Chantecaille recentemente lançou três novas fragrâncias, uma das quais, Kalimantan, é extraordinária – tanto porque é a primeira vez que Chantecaille se aventura fora do universo floral, quanto pelo fato de ser um excelente perfume.
Cheiros de madeira podem ser chocantes e ultrajantemente literais. Reduzir Kalimantan à categoria dos amadeirados é um pequeno desserviço, mas compreendendo que sua genialidade está em ser muito mais que isso, daremos a ele um espaço perto de outras boas fragrâncias amadeiradas. Gucci Homme é o exemplo paradigmático – uma obra de arte olfativa equivalente ao quadro das latas de sopa Campbell’s, de Andy Warhol. É o cheiro do cedro de um lápis novo, recém-apontado.
Por contraste, Chergui, de Serge Lutens é o carvão, a fumaça que sobra de uma fogueira, o cheiro dos galhos consumidos quase inteiros pelo fogo, das fagulhas dispersas no ar. É um perfume maravilhoso mas não vai fazer ninguém desmaiar.
Sycamore, de Chanel, trilha o caminho artístico que está entre Gucci Homme e Chergui. É um perfume com cheiro de perfume, no qual a madeira não é usada como brinquedo ou como arma. Sycamore é uma decepção muito direta e também cheia de nuances. Pode-se sentir o cheiro das tábuas recém-cortadas para virar o assoalho recém-colocado de uma casa maravilhosa: uma sala vasta, elegante, banhada pelo sol que entra pela janela despida, o chão levemente aquecido. Sycamore é um amadeirado caro e luxuoso, que lembra os painéis dos carros ingleses esportivos dos anos 30.
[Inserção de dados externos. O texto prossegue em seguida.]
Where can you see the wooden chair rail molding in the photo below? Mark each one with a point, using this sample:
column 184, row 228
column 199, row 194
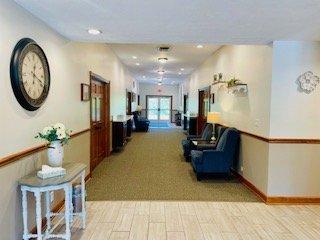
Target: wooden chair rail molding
column 276, row 199
column 280, row 140
column 17, row 156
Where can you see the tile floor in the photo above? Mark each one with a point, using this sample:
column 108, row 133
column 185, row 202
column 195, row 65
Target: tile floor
column 151, row 220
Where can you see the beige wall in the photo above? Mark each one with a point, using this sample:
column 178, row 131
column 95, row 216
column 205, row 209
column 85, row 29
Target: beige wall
column 70, row 64
column 273, row 108
column 251, row 113
column 294, row 169
column 250, row 64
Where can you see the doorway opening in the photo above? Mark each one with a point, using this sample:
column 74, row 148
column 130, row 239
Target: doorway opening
column 99, row 119
column 159, row 110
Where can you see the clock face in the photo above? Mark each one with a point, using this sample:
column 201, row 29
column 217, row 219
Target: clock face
column 30, row 76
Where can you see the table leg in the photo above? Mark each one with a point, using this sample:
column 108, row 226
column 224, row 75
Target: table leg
column 25, row 214
column 83, row 193
column 37, row 195
column 67, row 211
column 48, row 212
column 71, row 205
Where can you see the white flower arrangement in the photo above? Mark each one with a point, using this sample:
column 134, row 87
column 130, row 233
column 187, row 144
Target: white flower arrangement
column 56, row 132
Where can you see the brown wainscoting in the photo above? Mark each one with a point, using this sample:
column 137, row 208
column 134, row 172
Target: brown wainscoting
column 280, row 140
column 276, row 199
column 250, row 186
column 17, row 156
column 57, row 208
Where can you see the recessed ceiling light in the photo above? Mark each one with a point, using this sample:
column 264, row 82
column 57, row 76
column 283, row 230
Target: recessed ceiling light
column 162, row 60
column 94, row 31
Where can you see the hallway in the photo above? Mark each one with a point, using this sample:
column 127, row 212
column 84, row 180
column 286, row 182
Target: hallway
column 151, row 167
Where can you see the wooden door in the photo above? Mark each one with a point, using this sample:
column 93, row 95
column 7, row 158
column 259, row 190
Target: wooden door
column 100, row 115
column 203, row 109
column 129, row 103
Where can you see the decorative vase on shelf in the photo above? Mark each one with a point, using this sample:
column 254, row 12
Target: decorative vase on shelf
column 55, row 154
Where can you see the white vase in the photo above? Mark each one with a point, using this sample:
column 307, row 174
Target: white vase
column 55, row 154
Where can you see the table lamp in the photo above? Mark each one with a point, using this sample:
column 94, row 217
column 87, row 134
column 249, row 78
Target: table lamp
column 213, row 117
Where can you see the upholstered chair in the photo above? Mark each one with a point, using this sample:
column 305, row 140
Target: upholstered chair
column 219, row 160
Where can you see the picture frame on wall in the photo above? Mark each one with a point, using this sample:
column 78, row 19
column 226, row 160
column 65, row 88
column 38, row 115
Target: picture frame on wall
column 85, row 92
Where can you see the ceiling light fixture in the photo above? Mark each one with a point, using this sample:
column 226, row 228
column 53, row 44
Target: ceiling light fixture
column 94, row 31
column 162, row 60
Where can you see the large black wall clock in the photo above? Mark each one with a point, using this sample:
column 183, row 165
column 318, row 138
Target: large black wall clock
column 30, row 74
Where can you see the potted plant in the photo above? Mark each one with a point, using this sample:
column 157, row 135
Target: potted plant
column 57, row 136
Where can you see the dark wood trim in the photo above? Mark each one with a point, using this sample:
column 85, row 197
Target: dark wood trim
column 292, row 200
column 105, row 115
column 276, row 199
column 24, row 153
column 249, row 185
column 98, row 77
column 280, row 140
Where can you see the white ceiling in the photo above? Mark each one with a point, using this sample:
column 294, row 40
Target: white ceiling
column 181, row 21
column 186, row 56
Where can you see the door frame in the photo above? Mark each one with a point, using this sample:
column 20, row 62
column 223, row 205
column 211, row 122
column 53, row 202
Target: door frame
column 106, row 113
column 205, row 89
column 168, row 96
column 128, row 102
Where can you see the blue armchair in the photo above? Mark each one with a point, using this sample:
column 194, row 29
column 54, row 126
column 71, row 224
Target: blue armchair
column 206, row 135
column 140, row 123
column 219, row 160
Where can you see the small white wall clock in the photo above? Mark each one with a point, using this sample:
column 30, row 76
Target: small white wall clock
column 307, row 82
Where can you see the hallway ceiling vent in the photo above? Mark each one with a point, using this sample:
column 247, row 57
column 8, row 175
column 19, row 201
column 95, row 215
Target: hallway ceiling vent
column 164, row 48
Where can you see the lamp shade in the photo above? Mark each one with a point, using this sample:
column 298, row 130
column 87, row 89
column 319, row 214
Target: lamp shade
column 139, row 108
column 213, row 117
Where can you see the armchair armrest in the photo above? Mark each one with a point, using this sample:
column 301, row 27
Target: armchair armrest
column 193, row 137
column 206, row 146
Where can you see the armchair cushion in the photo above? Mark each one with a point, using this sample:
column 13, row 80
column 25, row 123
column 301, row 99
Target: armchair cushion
column 221, row 159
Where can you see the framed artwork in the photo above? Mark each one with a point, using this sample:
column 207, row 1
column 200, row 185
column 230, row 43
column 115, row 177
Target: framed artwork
column 85, row 92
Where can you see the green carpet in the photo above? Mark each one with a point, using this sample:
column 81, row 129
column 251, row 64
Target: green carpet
column 151, row 167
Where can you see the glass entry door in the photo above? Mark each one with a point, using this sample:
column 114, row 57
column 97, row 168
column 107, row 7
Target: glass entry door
column 159, row 110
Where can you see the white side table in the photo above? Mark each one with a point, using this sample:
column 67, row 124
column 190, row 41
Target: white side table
column 37, row 186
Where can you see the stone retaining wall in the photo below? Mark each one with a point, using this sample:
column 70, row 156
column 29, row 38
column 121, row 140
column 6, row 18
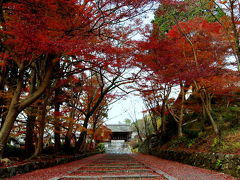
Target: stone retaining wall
column 226, row 163
column 30, row 166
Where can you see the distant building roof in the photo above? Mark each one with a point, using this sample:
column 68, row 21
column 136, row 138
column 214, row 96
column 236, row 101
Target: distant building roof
column 119, row 127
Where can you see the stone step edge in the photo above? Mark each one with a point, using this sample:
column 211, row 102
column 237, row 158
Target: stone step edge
column 107, row 176
column 113, row 171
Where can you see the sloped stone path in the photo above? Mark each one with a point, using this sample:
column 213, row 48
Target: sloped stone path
column 113, row 166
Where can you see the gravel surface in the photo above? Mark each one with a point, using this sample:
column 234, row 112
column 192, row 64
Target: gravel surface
column 56, row 171
column 170, row 169
column 181, row 171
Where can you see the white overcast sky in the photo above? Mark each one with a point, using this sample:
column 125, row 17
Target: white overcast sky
column 131, row 106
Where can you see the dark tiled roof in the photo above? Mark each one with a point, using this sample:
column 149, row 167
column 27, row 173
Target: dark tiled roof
column 119, row 127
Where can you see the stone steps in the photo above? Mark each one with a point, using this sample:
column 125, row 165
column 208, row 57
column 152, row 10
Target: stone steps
column 113, row 166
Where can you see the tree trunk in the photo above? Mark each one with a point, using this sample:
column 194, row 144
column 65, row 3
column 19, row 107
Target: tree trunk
column 57, row 128
column 16, row 106
column 12, row 114
column 80, row 142
column 29, row 147
column 42, row 122
column 70, row 129
column 208, row 111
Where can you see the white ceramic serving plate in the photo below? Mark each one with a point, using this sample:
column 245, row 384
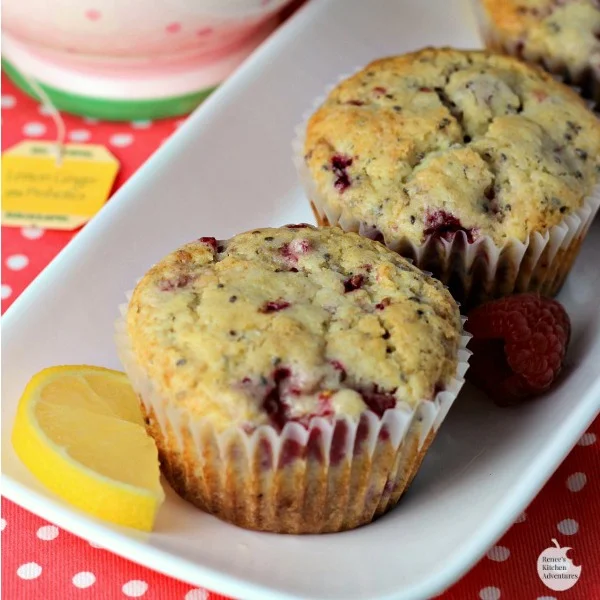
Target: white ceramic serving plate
column 229, row 169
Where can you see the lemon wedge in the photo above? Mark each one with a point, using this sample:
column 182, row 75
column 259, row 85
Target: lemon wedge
column 80, row 431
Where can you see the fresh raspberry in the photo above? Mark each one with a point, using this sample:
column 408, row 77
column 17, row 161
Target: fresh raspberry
column 519, row 345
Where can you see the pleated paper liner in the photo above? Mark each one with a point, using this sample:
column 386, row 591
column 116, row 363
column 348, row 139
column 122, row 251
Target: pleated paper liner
column 331, row 476
column 474, row 272
column 585, row 82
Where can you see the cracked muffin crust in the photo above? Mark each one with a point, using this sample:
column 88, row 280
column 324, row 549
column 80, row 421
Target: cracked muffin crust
column 562, row 35
column 289, row 323
column 439, row 141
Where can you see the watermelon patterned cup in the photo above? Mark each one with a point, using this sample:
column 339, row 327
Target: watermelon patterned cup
column 90, row 60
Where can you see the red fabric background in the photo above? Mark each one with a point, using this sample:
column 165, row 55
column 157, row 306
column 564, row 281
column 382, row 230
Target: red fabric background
column 567, row 509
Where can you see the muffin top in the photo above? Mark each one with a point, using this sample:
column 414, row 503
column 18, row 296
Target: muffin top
column 291, row 323
column 567, row 31
column 442, row 140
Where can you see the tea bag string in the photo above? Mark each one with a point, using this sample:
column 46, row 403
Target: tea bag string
column 53, row 112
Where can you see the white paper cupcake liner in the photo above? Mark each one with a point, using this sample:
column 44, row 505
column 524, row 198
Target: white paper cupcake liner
column 585, row 82
column 325, row 478
column 474, row 272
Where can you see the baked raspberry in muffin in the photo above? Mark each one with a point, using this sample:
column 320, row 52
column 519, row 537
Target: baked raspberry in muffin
column 292, row 377
column 561, row 35
column 477, row 166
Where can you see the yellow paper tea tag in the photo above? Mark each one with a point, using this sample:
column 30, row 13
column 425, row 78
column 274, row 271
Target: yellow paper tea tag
column 40, row 190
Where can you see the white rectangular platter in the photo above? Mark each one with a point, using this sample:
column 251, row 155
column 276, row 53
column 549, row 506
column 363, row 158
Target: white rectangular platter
column 229, row 169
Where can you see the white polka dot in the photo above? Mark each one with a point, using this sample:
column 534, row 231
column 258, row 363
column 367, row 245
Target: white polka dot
column 576, row 482
column 121, row 140
column 135, row 588
column 587, row 439
column 8, row 101
column 141, row 124
column 47, row 532
column 197, row 594
column 568, row 527
column 84, row 579
column 34, row 129
column 32, row 233
column 521, row 518
column 29, row 571
column 489, row 593
column 498, row 553
column 79, row 135
column 16, row 262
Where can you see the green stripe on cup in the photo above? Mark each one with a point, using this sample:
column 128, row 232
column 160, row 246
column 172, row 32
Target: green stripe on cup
column 108, row 109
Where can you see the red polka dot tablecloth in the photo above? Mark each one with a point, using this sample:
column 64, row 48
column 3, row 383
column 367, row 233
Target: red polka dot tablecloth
column 40, row 561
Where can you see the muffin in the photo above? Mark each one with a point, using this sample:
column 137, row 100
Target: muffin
column 293, row 377
column 478, row 167
column 562, row 36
Kalimantantem mais do que nuances. Ele é estriado com a vegetação do Sudeste Asiático, além de exibir especiarias quentes, árvores úmidas e solo fértil. Em indonésio, “Kalimantan” se refere à ilha de Bornéu, ao norte de Java, um lugar que parece a Terra do Nunca. Já estive várias vezes em Java, e este é um dos locais mais naturalmente perfumados do mundo.
Costumo achar que a palavra “sedutor” é um dos piores clichês de marketing de que se tem notícia, mas devo admitir que ela se aplica aqui. Pierre Negrin, o perfumista por trás de Kalimantan é um mestre da complexidade. Seu Black Orchid, para Tom Ford, é um perfume de mestre, e Kalimantan é tão bom quanto. É capaz de ser ainda melhor. Não me lembro quando foi a última vez que senti um perfume que mudava tanto de personalidade. Em um momento, você sente cheiro de semente de mostarda. Instantes depois, uma estrada de terra tropical. Então vem o céu, azul e úmido. A seguir, a casca das caneleiras, de cardamomo e, em algum lugar distante, madeira recém-cortada, natural.
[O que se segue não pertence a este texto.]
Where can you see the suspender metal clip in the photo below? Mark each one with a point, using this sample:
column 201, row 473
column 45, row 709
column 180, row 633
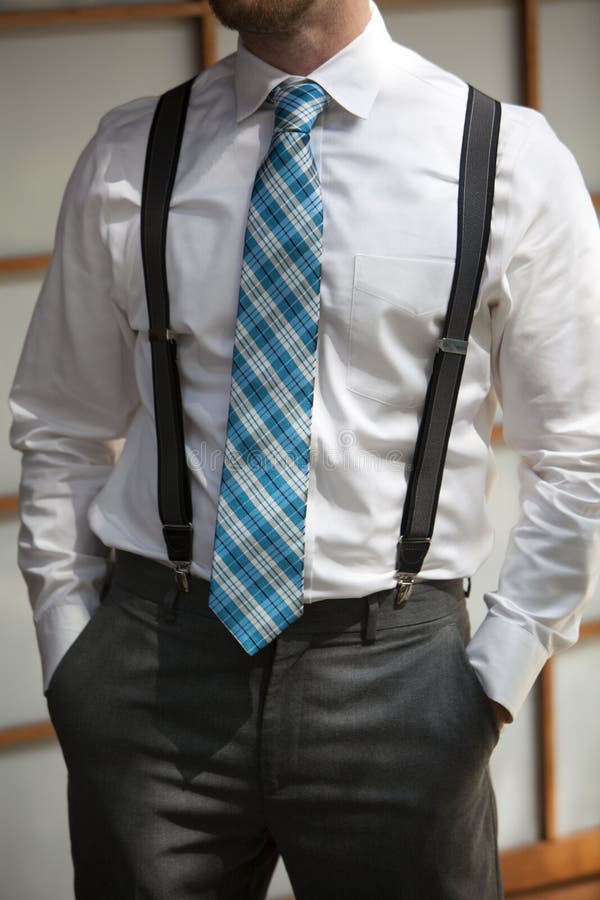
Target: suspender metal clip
column 182, row 576
column 162, row 334
column 453, row 345
column 404, row 582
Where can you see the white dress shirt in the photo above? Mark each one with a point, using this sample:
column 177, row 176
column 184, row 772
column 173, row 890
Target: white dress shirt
column 388, row 150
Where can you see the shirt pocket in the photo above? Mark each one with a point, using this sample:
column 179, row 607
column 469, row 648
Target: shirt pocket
column 397, row 317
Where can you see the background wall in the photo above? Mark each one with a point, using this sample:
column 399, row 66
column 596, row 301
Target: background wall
column 54, row 85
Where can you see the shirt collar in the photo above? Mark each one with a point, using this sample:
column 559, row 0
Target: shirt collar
column 352, row 77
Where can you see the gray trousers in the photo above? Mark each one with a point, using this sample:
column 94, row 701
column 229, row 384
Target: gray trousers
column 356, row 746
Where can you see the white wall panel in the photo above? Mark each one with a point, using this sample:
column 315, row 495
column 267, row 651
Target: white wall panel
column 475, row 41
column 34, row 851
column 55, row 84
column 570, row 77
column 577, row 737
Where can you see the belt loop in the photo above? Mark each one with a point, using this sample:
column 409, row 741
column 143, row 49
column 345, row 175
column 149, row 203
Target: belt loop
column 370, row 630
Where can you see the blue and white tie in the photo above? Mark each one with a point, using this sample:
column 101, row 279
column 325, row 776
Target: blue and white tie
column 258, row 567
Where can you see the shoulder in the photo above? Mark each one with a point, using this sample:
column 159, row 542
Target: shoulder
column 123, row 131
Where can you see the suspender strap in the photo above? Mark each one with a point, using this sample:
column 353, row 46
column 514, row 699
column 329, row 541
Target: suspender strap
column 174, row 496
column 475, row 199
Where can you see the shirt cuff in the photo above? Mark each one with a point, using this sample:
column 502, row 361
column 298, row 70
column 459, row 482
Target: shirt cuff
column 507, row 660
column 56, row 630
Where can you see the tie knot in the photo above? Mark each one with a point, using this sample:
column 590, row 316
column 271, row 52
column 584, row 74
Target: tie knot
column 298, row 105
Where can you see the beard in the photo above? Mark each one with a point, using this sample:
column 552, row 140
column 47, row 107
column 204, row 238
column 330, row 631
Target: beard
column 261, row 16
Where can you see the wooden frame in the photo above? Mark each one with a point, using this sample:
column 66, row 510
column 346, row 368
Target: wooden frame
column 553, row 859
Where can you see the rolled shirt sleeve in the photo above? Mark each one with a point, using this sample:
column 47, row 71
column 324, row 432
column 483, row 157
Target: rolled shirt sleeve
column 72, row 399
column 546, row 360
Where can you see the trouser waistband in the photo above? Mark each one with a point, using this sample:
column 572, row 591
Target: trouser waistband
column 152, row 580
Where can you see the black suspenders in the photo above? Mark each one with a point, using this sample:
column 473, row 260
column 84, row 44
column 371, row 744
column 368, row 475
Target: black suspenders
column 475, row 199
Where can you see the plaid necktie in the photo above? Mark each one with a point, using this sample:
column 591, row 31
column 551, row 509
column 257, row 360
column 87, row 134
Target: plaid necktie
column 258, row 567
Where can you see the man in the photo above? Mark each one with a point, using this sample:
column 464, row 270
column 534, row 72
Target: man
column 355, row 739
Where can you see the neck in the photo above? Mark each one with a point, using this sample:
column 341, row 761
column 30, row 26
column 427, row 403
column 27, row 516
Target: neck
column 333, row 26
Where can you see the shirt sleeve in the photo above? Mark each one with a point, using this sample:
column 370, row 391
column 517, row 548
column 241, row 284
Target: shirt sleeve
column 72, row 399
column 546, row 360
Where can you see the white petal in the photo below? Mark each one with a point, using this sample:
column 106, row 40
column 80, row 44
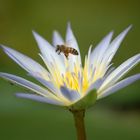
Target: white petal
column 48, row 84
column 39, row 98
column 98, row 52
column 48, row 52
column 71, row 95
column 120, row 71
column 27, row 84
column 57, row 39
column 95, row 85
column 25, row 62
column 119, row 85
column 110, row 52
column 71, row 41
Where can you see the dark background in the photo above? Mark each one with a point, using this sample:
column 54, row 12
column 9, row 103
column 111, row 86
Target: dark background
column 116, row 117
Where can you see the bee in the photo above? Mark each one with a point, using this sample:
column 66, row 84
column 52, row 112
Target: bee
column 66, row 50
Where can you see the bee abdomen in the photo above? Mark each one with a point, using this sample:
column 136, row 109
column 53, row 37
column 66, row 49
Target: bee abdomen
column 73, row 51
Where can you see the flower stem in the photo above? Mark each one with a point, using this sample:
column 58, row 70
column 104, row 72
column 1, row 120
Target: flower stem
column 79, row 123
A maioria dos perfumes que as pessoas descrevem como sendo “uma viagem” não são exatamente aquilo tudo. Este é. Você passa e viaja. O perfume se move, de uma coisa vira outra, o que é muitíssimo raro. Existe todo um mundo dentro desse frasco, e ele passeia pela órbita própria, escurece, clareia, existe na luz e na sombra. É a floresta que chega nos limites do terreno de uma casa onde ninguém mora.
As habilidades técnicas de Negrin estão em franca evidência: a persistência na pele, a difusão e a estrutura são impecáveis. A fragrância o envolve, se acomoda em sua pele e na mesma hora começa o seu trabalho. Nada de ter que esperar, nada de notas de abertura sem significado e que evaporam em três minutos para simplesmente nos distrair do evento principal.
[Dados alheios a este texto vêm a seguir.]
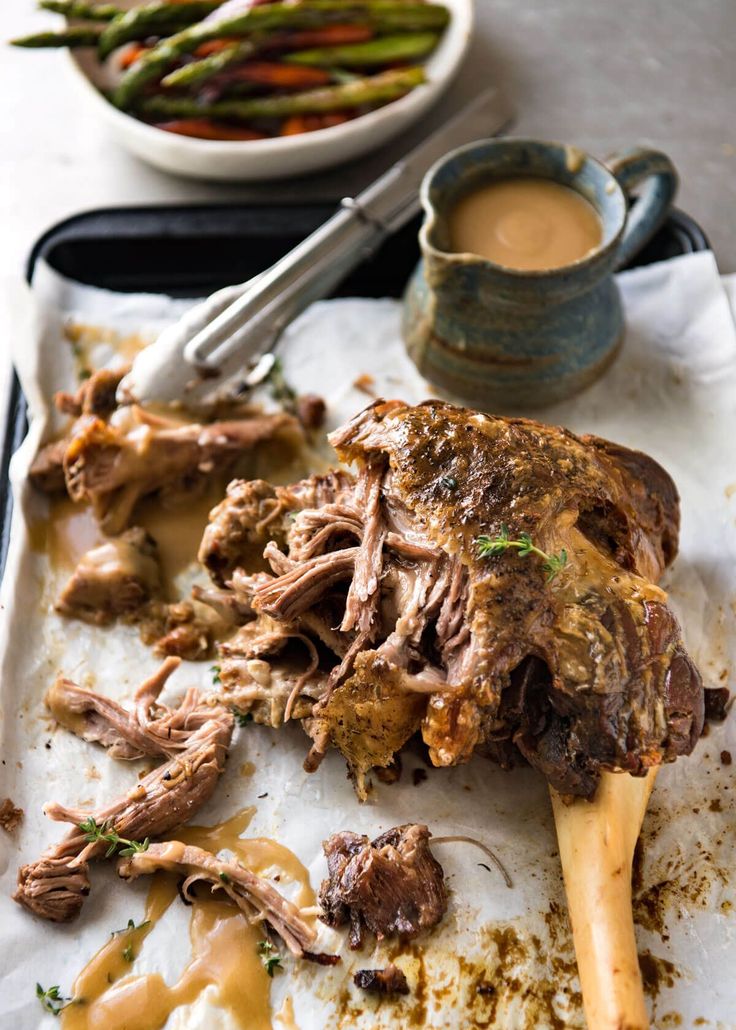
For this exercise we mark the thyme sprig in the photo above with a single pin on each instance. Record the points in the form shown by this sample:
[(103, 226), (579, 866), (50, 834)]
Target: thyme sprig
[(132, 925), (242, 718), (490, 546), (51, 999), (280, 389), (270, 957), (94, 832)]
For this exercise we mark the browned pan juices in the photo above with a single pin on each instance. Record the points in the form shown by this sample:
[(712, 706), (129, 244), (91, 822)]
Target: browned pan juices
[(71, 529), (224, 953), (527, 224)]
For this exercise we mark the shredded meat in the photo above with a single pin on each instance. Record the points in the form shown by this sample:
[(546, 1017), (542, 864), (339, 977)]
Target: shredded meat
[(311, 410), (388, 981), (254, 896), (195, 736), (255, 512), (95, 397), (390, 886), (10, 816), (417, 628), (112, 467), (184, 628), (112, 456), (116, 578)]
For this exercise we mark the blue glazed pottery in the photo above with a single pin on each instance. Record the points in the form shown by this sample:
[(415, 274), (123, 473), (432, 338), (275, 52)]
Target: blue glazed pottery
[(501, 338)]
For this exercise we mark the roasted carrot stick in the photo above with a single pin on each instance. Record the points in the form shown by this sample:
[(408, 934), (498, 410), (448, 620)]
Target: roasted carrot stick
[(131, 56), (207, 129)]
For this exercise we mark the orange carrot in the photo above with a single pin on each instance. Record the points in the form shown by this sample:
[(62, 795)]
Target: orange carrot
[(207, 129), (273, 73), (131, 56)]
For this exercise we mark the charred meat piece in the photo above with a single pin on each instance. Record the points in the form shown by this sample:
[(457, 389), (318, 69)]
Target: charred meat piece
[(46, 472), (10, 816), (419, 626), (197, 735), (116, 578), (392, 885), (253, 895), (716, 704), (388, 981), (112, 466)]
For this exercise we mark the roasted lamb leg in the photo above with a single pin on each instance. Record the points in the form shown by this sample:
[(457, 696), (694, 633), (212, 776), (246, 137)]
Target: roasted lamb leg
[(426, 583)]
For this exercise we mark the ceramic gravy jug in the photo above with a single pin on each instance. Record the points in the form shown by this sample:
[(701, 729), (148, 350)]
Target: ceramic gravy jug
[(502, 338)]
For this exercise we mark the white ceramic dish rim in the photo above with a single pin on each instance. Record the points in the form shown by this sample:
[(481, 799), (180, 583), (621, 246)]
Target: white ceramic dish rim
[(441, 68)]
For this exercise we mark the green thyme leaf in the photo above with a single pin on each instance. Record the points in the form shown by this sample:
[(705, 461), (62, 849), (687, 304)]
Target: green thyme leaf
[(51, 999), (242, 718), (491, 546), (270, 957)]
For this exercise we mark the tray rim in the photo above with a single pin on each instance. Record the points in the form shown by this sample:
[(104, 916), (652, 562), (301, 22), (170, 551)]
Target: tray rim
[(14, 428)]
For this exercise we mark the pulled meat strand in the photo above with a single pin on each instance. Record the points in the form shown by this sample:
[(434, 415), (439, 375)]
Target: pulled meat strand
[(197, 735), (418, 627), (255, 897)]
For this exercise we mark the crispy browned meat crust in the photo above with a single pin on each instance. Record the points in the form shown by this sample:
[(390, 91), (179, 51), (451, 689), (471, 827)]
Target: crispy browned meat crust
[(415, 626), (387, 981)]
Senti pela primeira vez esse perfume durante um almoço com uma amiga, em Nova York. Conforme ela sentou na mesa do restaurante, desculpando-se pelo atraso e pendurando a bolsa no encosto da própria cadeira, eu franzi as sobrancelhas. Ela se virou e eu estava quase em cima da mesa, na sua direção, tão concentrado no cheiro que devo ter parecido furioso. “O que você está usando?”, perguntei.
“Ah…”, ela disse. Então sorriu casualmente e pegou o cardápio. “Kalimantan.” Ela sabia como era bom.